Il tutto è di facile trasporto e pesa poco, nella borsa si trova una struttura di polistirolo tagliata su misura che evita di far prendere botte dirette alla lampada.

Prove in studio

 

Una volta montato il sistema si rileva sufficientemente stabile e l'altezza massima di estensione è attorno ai 2,5 metri, dando la possibilità di utilizzare la luce anche da un punto di ripresa rialzato.

Appena accesa la lampada ha necessità di scaldarsi per dare il massimo dell'illuminazione (circa 2 minuti).

Partiamo con il dire che la luce alla minima potenza non è fastidiosa per gli occhi e si riesce a sopportare facilmente, alla massima potenza invece incomincia il fastidio e dopo una sessione di pochi minuti il fastidio è evidente. Nonostante l'effetto non proprio gradevole sugli occhi, la luce a disposizione non è poi molta, mi sono ritrovato con le seguenti terne a massima e minima potenza:

 

- Massima potenza

Tempo 1/125

Diaframma f2.2

Iso 100

 

- Minima potenza

Tempo 1/200

Diaframma f2.2

Iso 500

 

Da questi valori si possono estrapolare tutti i dati relativi ad altri tempi e diaframmi ma quello che salta subito all'occhio è che per poter scattare con un diaframma a 5.6 dobbiamo salire con gli iso di quasi 3 stop, che ad oggi non sono problematici per la maggior parte delle macchine fotografiche ma fanno comunque perdere nitidezza alla foto.

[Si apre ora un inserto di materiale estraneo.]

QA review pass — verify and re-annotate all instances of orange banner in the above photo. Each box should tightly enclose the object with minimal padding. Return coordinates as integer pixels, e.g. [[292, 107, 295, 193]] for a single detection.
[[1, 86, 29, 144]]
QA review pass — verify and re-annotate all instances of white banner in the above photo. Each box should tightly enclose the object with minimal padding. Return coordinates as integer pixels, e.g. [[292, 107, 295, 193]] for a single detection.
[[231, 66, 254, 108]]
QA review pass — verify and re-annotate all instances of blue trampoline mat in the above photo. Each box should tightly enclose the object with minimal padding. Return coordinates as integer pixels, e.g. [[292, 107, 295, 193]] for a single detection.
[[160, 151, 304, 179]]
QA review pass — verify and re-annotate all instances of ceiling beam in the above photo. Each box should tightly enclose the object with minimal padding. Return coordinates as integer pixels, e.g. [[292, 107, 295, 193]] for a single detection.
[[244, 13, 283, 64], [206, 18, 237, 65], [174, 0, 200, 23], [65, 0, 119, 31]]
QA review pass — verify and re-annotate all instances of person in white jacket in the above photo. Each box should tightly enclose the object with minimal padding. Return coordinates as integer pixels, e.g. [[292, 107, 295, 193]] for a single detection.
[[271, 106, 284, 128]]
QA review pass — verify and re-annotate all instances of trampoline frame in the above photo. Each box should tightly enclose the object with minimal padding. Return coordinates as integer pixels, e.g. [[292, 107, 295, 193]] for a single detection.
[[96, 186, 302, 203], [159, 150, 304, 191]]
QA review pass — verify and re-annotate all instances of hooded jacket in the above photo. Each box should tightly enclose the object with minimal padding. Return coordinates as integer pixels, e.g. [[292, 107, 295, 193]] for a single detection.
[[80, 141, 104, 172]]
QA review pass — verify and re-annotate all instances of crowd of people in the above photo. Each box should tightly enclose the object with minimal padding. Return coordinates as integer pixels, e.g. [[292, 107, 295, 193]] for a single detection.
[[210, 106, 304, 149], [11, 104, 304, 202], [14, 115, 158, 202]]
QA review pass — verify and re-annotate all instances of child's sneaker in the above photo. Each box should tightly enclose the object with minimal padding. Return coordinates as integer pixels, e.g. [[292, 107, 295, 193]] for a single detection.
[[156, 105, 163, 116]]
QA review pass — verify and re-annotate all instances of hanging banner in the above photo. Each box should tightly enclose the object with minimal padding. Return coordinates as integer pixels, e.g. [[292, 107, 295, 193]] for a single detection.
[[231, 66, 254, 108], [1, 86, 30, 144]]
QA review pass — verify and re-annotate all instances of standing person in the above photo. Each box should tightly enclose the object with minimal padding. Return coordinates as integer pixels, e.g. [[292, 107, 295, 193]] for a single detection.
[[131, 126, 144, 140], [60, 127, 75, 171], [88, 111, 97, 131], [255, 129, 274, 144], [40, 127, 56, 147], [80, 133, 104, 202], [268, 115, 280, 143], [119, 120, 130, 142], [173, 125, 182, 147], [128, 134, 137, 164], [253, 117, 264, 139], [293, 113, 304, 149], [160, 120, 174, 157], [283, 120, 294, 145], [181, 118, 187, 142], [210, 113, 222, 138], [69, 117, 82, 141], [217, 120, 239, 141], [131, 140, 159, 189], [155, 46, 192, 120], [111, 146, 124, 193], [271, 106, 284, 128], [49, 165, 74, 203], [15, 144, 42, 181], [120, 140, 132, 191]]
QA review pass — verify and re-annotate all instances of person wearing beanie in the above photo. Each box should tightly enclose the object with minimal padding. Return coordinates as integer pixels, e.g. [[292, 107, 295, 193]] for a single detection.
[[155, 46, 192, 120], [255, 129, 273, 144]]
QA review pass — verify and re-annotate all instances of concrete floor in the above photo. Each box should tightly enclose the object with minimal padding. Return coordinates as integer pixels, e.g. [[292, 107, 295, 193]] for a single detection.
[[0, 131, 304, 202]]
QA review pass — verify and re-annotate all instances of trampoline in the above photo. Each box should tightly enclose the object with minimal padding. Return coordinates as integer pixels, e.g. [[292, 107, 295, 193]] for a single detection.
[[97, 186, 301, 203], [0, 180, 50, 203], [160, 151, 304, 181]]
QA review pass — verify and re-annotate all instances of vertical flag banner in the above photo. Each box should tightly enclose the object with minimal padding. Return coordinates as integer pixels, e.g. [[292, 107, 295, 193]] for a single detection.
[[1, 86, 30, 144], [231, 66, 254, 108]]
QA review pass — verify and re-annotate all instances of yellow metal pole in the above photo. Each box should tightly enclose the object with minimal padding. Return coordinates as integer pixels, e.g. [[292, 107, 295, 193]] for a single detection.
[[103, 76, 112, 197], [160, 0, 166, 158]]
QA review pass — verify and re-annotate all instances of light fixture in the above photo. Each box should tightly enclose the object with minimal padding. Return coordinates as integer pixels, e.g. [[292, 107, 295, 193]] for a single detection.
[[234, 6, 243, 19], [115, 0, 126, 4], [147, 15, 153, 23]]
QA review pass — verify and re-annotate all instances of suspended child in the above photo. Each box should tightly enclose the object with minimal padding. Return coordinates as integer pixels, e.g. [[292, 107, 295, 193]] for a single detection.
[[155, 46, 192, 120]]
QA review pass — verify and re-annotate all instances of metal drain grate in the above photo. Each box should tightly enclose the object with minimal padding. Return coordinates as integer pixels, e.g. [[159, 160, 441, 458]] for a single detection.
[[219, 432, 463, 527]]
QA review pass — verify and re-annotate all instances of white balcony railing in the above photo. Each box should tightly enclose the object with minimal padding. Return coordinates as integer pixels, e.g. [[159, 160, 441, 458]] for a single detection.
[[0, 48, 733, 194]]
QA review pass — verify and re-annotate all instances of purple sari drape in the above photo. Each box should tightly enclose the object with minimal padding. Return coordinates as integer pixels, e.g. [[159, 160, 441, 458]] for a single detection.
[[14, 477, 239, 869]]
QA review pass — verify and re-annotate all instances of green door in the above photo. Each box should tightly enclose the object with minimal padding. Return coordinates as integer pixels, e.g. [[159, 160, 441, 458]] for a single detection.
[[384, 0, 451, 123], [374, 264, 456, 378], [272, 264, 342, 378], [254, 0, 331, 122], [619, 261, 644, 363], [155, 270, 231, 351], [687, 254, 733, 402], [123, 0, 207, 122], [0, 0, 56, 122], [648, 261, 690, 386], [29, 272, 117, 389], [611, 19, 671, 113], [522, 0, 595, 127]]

I tempi che ho scelto per la massima potenza sono il limite per scattare una persona ed avere delle foto nitide, infatti in alcuni casi ho avuto del micromosso, 1/200 reputo sia la veloce ottimale per soggetti non dinamici.

Con l'installazione del diffusore arancione si perdepoco più di uno stop di luce rispetto a quelli bianchi.

Per quanto riguarda il bilanciamento del bianco si hanno dei buoni risultati tra i 4100 e i 4400 Kelvin ma la temperatura cambia tra minima e massima potenza ed ho notato anche delle dominanti tra scatti probabilmente dovute ad una non perfetta costanza della luce emessa.

Per concludere questa lampada è interessante per alcuni tipi di scatti e per il cerchio di luce che si crea sulla pupilla del soggetto, ma la potenza in gioco è relativamente bassa e va valutato il fatto che difficilmente si potrà scattare a diaframmi chiusi se non alzando notevolmente gli Iso. La versione a Led dovrebbe avere colori più stabili ma non penso abbia una potenza superiore anche perchè accecherebbe il soggetto.